Staggered studs, I think, uses too much wood and is too much work.
Dan
Senior editor
It looks like this has been done primarily for sound transmission issues.
Here's my theory, keeping in mind that I really want to do this for my own house, and may never expand to building for others using this method:
I think the cost of the 2X4s, being less than the cost of the 2X6s, will not be that great. If you measure the extra 2X4s, it really comes down to a small increase in wood, overall.
The wall will be heavier, but nothing my wall jacks cannot handle. Like anything new, it will be a pain. When the oil runs out, it will be a value, IMO. (I fully and truly believe the oil will run out, although not in my lifetime. Our kids will have to face that situation.)
I would like to see some more specific comments on disadvantages in the interest of doing this more efficiently.
As an individual, I want to do something meaningful to save energy in the home. This is one of the ways to save a lot because savings of this type can be extrapolated over decades, probably six to ten if the rest of the house is reasonably well-built. An extra bunk of 2X4s in a home, and a few extra hours of labor, will not begin to approach the savings in energy.
Look at what is happening in gas and diesel. Who would have thought it could double in just a couple of years? Cutting your home heating bills by, say, 60%, might not be such an unreasonable alternative.
Yes, seen it and done it - for sound though.
Like Dan said - PITA framing, wall weighs a ton, way too much wood involved.
Jim
I'm with Dan on this one. Using a layer of rigid foam on the outside will give you better insulation with less work.
Not only will the negative effect of having outer studs be removed, you will also insulate the top plate, sill and jacks. Allowing the rigid foam to go past the sill and plates can also be efficient.
And as always, as you insulate a house more, more time will have to be spent finding good solutions for transitions between walls-windows, wall-floor, wall-roof and so on, beacause a larger part of the energy typically will be lost there when the walls/roof-themselves get more efficient. This is also important to avoid getting uncontrolled condensation and other moisture problems in the long run.
I think it's great you are thinking this through and trying to find good solutions, more people should.
I built my house in 79. IIRC the gas criss was over, but there was a shortage of natural gas.I want to a home show where someone was selling a insulation system designed for a staggered wall construction.It was molded styrofoam with slots molded in it for the 2x4's.Never heard of it since..
.
A-holes. Hey every group has to have one. And I have been elected to be the one. I should make that my tagline.
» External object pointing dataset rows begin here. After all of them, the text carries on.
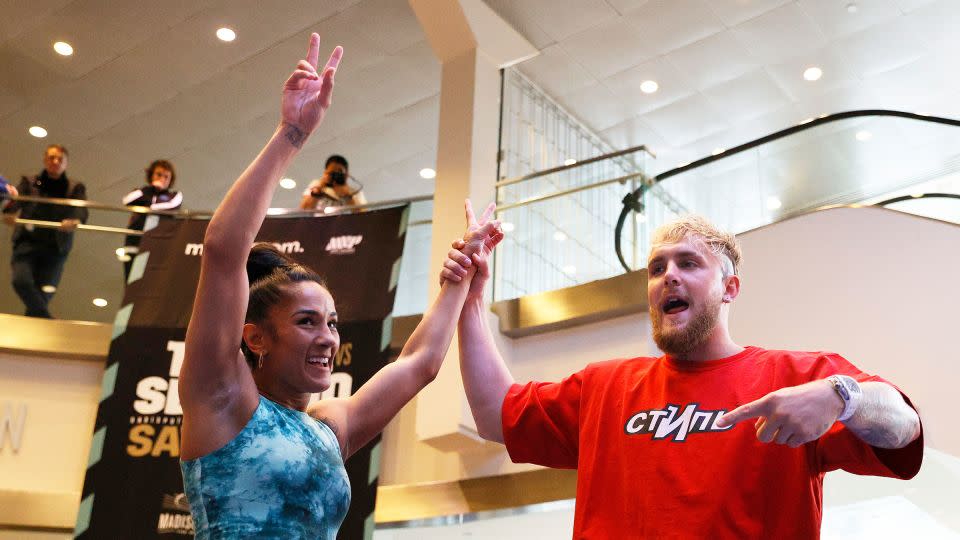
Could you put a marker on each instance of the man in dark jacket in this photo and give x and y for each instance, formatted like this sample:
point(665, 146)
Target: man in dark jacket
point(156, 195)
point(39, 253)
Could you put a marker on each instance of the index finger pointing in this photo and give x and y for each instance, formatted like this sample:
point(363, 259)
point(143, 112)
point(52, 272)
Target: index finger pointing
point(747, 410)
point(468, 210)
point(334, 61)
point(313, 50)
point(488, 212)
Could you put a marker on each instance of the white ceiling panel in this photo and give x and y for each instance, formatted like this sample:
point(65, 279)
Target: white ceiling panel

Edited 1/6/2008 9:06 am by BillHartmann
Well, maybe I will have to do some more thinking on this. My current house has Al foil-covered foam panels between the studs and the 5/8" siding. It seems to work well, but I wanted to improve the insulation situation even more. My heater and AC run much more than I would consider ideal. We keep our thermostat at about 76 in the summer and 65 in the winter and still have to pay about an average of $100 per month total for gas and electric. Of course, this includes hot water and running appliances etc.
I've done a number of double-stud wall houses, either in-line or staggered, with single or separate plates. All of those systems were a PITA.
For the last 20 years, I've been using a Larsen Truss or modified Larsen Truss wall system, with 12" of blown cellulose and virtually no thermal bridging as the outer chord of the wall truss extends past floor/ceiling assemblies from sill to rafters.
I get an R-40+ wall and an R-60+ ceiling, use the air-tight drywall system instead of vapor barrier. And, because I use metal t-bracing and no exterior wall sheathing (3/4" drop siding), with rough-sawn full dimension lumber at 24" oc, I can build this system with less wood than a conventional 2x6 house.
Solar & Super-Insulated Healthy Homes
I Googled Larsen Truss. It was quite interesting. I will think about incorporating some of the principles in my design.